Toen de laatste hindu koning in Delhi verslagen was, liet de islamitische overwinnaar Qutb-ud-din Aybak in 1193 een toren ten zuiden van het toenmalige Delhi bouwen als teken van de overwinning van de islam: de Qutab Minar. Het maakt onderdeel uit van de Quwwat-ul-Islam Majid, de oudste moskee in India. Tegenwoordig is de moskee een ruïne, maar ook als ruïne is de moskee nog steeds indrukwekkend.
Qutb-ud-din Aybak heeft de voltooing nooit meegemaakt. Toen hij in 1210 stierf was pas één van de verdiepingen voltooid. In 1368 werd er nog een koepeltje bovenop gezet, dat echter in 1803 door een aardbeving er weer af viel. 26 Jaar later werd het vervangen door een nieuwe, dat echter van een dermate afwijkende stijl was dat men het blijkbaar geen gezicht vond en na een paar jaar werd het weer verwijderd. De toren staat tegenwoordig een heel klein beetje scheef, maar loopt geen gevaar om te vallen; hij verkeert in een uitstekende staat gezien zijn leeftijd.
De Qutab Minar is bijna 73 meter hoog en bestaat uit 5 secties of verdiepingen met balkons. De eerste drie verdiepingen zijn gemaakt van rode zandsteen, de bovenste twee uit wit marmer. Een wenteltrap in de toren loopt helemaal tot aan de top en tot begin jaren 80 was het mogelijk om de toren te beklimmen. Toen echter een schoolklas in paniek raakte nadat het licht uitgevallen was en er in het daaropvolgende tumult doden vielen, werd de toren gesloten voor het publiek.

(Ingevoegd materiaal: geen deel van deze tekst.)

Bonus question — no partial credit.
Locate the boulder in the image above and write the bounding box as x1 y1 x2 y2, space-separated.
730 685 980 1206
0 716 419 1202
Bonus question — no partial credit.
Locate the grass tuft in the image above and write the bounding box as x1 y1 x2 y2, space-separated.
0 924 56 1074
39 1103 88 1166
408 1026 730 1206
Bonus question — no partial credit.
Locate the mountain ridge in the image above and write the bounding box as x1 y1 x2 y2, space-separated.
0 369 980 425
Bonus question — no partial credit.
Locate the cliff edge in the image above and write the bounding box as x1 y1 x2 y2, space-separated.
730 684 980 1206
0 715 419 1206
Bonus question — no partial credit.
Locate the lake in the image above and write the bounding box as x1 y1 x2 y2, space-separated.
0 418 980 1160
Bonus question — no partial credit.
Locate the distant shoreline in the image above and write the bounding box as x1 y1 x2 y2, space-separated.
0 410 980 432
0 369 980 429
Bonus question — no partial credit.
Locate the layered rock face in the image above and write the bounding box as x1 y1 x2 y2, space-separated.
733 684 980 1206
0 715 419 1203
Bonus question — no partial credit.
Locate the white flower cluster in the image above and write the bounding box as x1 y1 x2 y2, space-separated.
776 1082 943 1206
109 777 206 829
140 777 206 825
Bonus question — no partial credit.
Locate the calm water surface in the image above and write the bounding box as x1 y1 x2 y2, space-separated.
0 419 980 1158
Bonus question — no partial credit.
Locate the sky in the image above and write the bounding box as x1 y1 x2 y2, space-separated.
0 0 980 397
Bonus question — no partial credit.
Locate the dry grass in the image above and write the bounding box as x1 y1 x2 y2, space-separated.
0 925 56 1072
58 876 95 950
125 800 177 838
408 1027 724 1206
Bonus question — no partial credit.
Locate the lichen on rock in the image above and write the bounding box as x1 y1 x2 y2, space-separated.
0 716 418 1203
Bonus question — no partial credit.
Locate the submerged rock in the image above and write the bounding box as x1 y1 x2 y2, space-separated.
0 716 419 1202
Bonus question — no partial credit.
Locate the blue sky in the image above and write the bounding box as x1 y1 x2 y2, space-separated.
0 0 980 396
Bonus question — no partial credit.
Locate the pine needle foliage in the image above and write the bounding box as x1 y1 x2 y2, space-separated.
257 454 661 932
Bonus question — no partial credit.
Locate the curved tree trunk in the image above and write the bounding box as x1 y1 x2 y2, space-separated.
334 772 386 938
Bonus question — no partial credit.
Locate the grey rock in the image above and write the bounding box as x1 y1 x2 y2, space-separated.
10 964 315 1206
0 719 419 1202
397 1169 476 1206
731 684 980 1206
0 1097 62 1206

De toren is niet alleen de moeite waard om te bekijken vanwege zijn combinatie van hoogte en leeftijd, maar ook vanwege de zeer detailrijke versieringen. De doorsnede is niet zomaar simpel rond, maar lijkt te bestaan uit tegen elkaar aangebouwde hoekige en ronde "stammen". Op gezette afstanden lopen er banden van gebeeldhouwde koranteksten en geometrische ornamenten rond de toren en de verdiepingen worden van elkaar gescheiden door prachtig gebeeldhouwde balkons.
Niet alleen de Qutab Minar, maar ook de restanten van de moskee, de Quwwat-ul-Islam Majid, laten het vakmanschap van weleer zien. De complete façade was versierd. En de moskee was ook niet klein, getuige de afmetingen van de nog staande bogen die de gebedsruimten van de binnenplaats afbakenden.
In 1300 voegde Ala-ud-din de grote zuidelijke poort aan het complex toe. Deze poort is een bezienswaardigheid op zichzelf, maar Ala-ud-din's ambities hielden hier niet op. Terecht staat hij in de geschiedenisboeken als megalomaan beschreven. Afgezien van de poort begon hij ook aan een nieuwe toren die maar liefst twee keer zo hoog moest worden dan de Qutab Minar, d.w.z. meer dan 150 meter! Bij zijn dood in 1316 was deze toren, de Alai Minar natuurlijk nog lang niet af, maar had toch al een imposante hoogte van 27 meter bereikt. En dat was slechts de eerste verdieping.
De binnenplaats van de moskee was omringd door zuilengalerijen, die schaduw en koelte aan de bezoekers boden en dat nog steeds bieden. De zuilen, waarvan er geen twee hetzelfde lijken te zijn, zijn van top tot teen versierd. Opvallend is dat de versieringen geen strakke geometrische patronen volgen zoals dat bijvoorbeeld in de moskeeën van Fatehpur Sikri of de Taj Mahal het geval is. Hier zijn veel meer natuurlijke vormen aanwezig en her en der zijn ook afbeelingen van mensen en dieren te zien.
Één van de meest intrigerende bezienswaardigheden van de Quwwat-ul-Islam Majid is de ijzeren pilaar. De pilaar staat op het binnenplein van de moskee, is 7 meter hoog en eigenlijk niet bijster interessant. Wat wel interessant is, is dat de pilaar voor 98% uit smeedijzer bestaat en maar niet wil roesten. Iets wat nog vreemder is als men bedenkt dat de pilaar nog veel ouder dan de moskee is. Een inscriptie (in sanskriet) leert namelijk dat de pilaar opgericht was ter nagedachtenis aan koning Chandragupta II, een koning uit de Gupta dynastie, die van 375 tot 413 regeerde. Dat betekent dus dat de pilaar maar liefst vijf en een halve eeuw ouder is dan de Qutab Minar of de Quwwat-ul-Islam moskee.